The procedure of constants starts with the experimenter performing an exploratory study to determine the upper and lowest thresholds and then selects between 4 to 7 stimuli spanning the range of sensations.

These selected stimuli are everytime randomized when presented more than 50 times to the same subject.  If equality or differential thresholds are being measured then a standard value is compared to the subject responses.

Usually, the more intense the stimulus the higher the percentage of correct identification and the choice of threshold criterion vary between 100% correct answers and 50% which basically represents chance happening depending on the behavior of responses or the graph trend and shape; the stimulus value adopted corresponds frequently to a threshold criterion of 75% correct.

An example is in order.

A telephone company is planning to provide TV viewers with signals transmission that give sharp images without the need to invest in expensive top notch circuit infrastructure.

The bandwidth for transmission should be more than adequate for a satisfactory picture; a bandwidth of 4 megacycles transmits blurred images while 10 megacycles is more than excellent.

A cheaper simulator is achieved by using an optical defocusing of movement of the projection lens corresponding for the range of zero to 10 mils.

An observer views a standard scenes compared to an identical but partly blurred scene. The amounts of blurring are set up in steps of 2 mils and the subjects are forced to guess which scene is the sharper.

By selecting a threshold criterion of 75% correctly guessed the company was able to decide on an effective bandwidth of less than 7 megacycles that provide an excellent sharpness psychologically and save on irrelevant costly hardware.

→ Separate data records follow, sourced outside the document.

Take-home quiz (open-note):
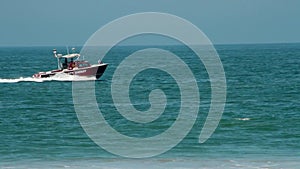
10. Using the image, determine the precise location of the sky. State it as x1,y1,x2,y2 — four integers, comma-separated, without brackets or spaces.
0,0,300,46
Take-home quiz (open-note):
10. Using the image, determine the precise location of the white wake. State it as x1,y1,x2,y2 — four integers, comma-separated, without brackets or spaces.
0,73,96,83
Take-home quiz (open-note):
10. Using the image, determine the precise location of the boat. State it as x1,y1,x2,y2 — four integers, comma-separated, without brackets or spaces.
32,48,108,79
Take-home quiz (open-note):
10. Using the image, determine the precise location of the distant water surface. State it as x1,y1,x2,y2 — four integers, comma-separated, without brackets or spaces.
0,44,300,168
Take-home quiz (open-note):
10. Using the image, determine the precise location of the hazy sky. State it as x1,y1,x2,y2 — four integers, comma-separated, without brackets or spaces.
0,0,300,46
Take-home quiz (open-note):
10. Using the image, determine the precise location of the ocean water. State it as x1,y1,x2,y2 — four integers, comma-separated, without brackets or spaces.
0,44,300,168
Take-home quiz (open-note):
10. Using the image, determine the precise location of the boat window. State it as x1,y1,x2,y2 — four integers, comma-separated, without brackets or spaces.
78,63,90,67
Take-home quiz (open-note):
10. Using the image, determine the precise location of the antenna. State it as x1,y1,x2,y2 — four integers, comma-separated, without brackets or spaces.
66,46,70,54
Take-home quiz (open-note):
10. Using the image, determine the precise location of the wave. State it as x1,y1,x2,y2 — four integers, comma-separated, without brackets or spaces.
0,74,96,83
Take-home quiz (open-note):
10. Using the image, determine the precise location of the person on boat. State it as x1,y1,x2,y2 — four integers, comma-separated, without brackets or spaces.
68,61,75,70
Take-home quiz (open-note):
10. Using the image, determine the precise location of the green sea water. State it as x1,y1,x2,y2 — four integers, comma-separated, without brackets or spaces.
0,44,300,168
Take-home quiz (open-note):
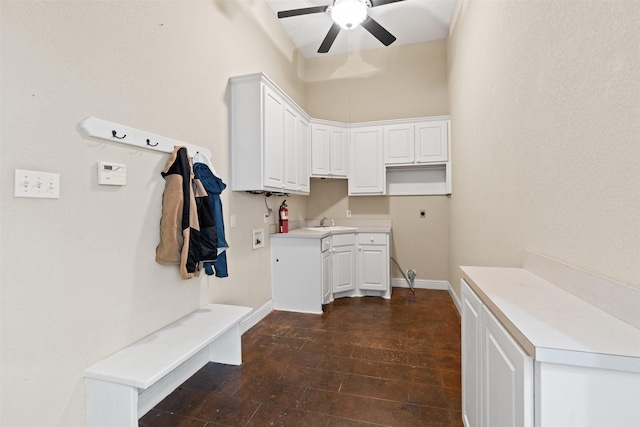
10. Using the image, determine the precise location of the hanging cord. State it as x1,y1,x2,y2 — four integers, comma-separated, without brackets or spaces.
390,257,416,294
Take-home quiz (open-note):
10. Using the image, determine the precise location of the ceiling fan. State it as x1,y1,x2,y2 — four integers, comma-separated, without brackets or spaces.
278,0,404,53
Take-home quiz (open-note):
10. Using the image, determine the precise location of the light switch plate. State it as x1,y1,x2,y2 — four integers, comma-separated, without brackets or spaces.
13,169,60,199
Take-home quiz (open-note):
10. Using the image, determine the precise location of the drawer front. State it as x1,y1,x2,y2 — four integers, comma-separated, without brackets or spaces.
331,233,356,246
358,233,387,245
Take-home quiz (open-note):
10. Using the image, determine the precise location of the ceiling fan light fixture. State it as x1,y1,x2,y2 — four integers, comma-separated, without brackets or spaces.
331,0,367,30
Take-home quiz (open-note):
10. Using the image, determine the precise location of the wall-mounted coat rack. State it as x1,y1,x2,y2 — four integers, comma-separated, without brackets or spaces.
79,117,211,158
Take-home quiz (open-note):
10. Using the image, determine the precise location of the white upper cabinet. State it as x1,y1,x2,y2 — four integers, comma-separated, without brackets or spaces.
296,116,311,194
230,73,310,194
383,119,449,166
230,73,451,196
349,126,386,196
383,123,416,165
415,120,449,163
311,121,348,178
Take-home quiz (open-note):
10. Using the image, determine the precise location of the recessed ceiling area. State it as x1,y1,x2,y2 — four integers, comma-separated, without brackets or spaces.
266,0,455,58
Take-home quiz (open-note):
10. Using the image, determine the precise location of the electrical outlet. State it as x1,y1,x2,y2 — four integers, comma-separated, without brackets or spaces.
253,228,264,249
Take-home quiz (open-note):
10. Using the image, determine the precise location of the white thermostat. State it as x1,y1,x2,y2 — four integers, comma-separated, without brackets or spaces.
98,162,127,185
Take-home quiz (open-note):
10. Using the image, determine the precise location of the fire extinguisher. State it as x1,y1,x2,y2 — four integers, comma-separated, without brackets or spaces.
279,200,289,233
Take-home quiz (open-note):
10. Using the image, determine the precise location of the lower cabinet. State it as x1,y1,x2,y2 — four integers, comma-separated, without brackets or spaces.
461,280,534,427
331,234,356,294
358,233,390,298
322,237,332,304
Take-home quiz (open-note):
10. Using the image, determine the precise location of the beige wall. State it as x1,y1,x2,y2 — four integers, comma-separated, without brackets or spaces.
0,0,306,427
448,1,640,298
307,179,449,280
304,41,449,280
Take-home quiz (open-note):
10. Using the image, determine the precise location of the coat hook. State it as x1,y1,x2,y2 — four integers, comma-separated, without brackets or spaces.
111,130,127,139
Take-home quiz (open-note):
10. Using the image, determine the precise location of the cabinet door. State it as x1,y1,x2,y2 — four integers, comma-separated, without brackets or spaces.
283,104,298,191
311,123,331,176
482,307,533,427
331,245,356,293
322,250,331,304
358,244,389,291
331,127,349,178
264,86,284,191
415,120,449,163
383,124,415,165
349,126,385,195
460,279,482,427
297,116,311,193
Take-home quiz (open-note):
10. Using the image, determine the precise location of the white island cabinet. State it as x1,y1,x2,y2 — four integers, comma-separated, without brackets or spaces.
461,262,640,427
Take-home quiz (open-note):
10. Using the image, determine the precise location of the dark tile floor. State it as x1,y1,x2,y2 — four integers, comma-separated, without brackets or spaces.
140,288,462,427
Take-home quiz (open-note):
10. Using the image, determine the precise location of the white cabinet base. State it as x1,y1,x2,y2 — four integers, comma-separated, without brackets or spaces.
535,362,640,427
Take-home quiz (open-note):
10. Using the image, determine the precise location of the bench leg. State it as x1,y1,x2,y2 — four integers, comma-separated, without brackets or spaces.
85,378,138,427
209,323,242,365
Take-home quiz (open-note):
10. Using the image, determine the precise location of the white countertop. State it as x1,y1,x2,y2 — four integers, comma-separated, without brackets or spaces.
460,266,640,372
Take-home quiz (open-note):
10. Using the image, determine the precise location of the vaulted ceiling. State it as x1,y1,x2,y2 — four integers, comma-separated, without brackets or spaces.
266,0,455,58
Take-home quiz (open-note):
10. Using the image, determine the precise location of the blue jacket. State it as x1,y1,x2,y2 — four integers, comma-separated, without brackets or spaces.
193,163,229,277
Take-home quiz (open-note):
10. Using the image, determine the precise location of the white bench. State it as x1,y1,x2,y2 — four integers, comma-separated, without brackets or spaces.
84,304,252,427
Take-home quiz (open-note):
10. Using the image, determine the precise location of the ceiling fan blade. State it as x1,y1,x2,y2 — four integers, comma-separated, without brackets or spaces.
360,16,396,46
371,0,404,7
278,6,329,18
318,22,340,53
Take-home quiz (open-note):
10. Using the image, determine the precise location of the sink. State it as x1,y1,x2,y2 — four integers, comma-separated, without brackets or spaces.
304,225,357,231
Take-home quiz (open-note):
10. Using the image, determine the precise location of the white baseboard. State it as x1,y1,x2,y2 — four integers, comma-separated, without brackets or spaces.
240,300,273,335
449,284,462,316
391,278,449,291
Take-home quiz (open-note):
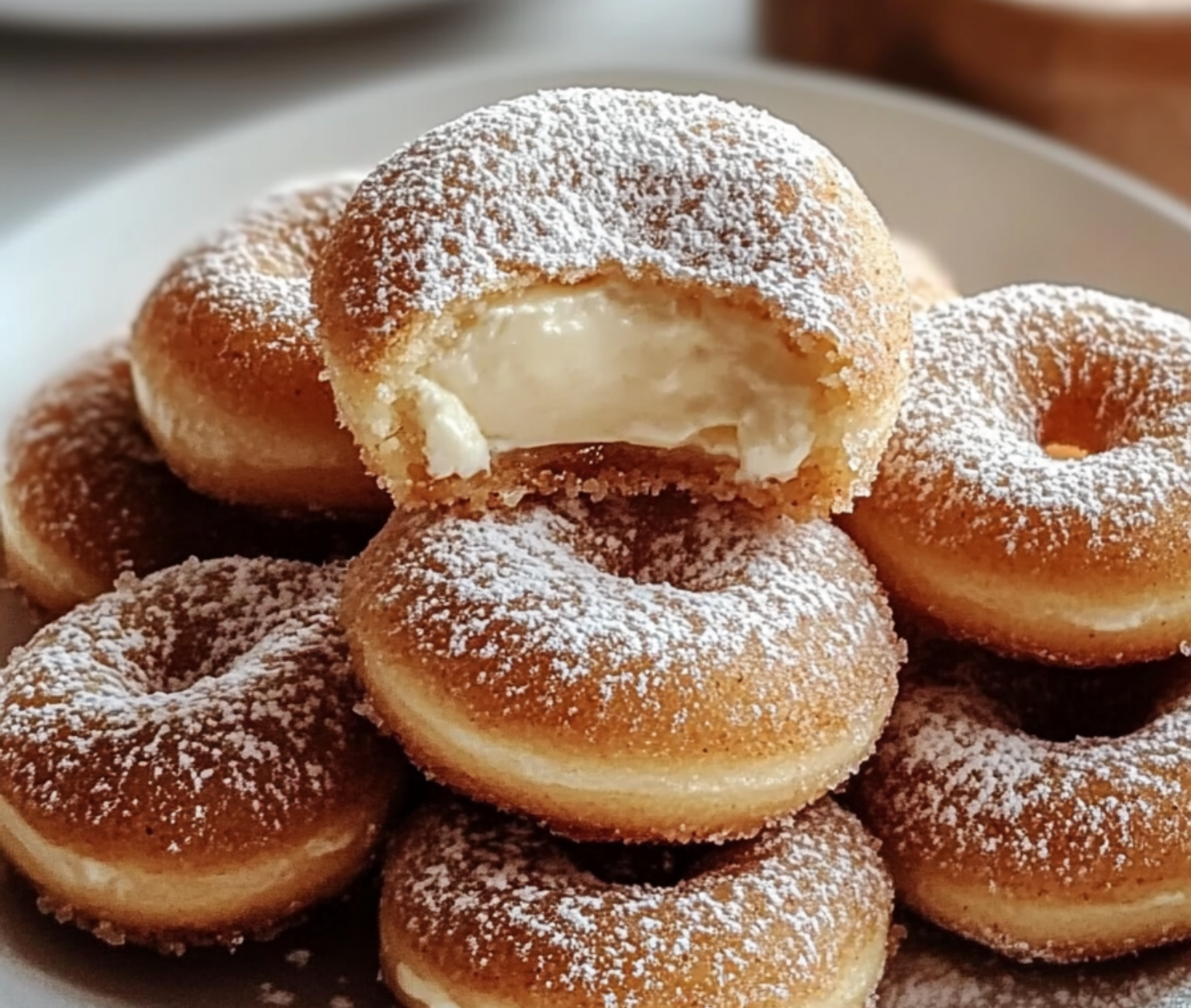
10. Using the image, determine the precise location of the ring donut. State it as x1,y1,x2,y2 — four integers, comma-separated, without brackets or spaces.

There are many pitfalls for inexperienced investigators conducting psychophysical experiments and many of these problems are the results of systematic biases such as:

1. Observers tend to quickly receive cues from the control devices they are handling and their responses become biased;

2. the space order of the standard and variable stimuli can be a source for error biases, for example, it is well known that a vertical line looks longer than an identical horizontal line;

3. the second of two equal stimuli is judged louder or brighter than the first;

4. a series of “yes” responses for example encourages a subject to persist in the same kind of response, thus the experimenter should vary the direction of responses;

5. observers tend to get cues from the experimenter through his voice, gestures, or instructions.

Most of these errors can be counterbalanced when the order of stimuli presented is randomized at each trial.

The psychophysical method is being used in the study of sensory performance of non-human species as well.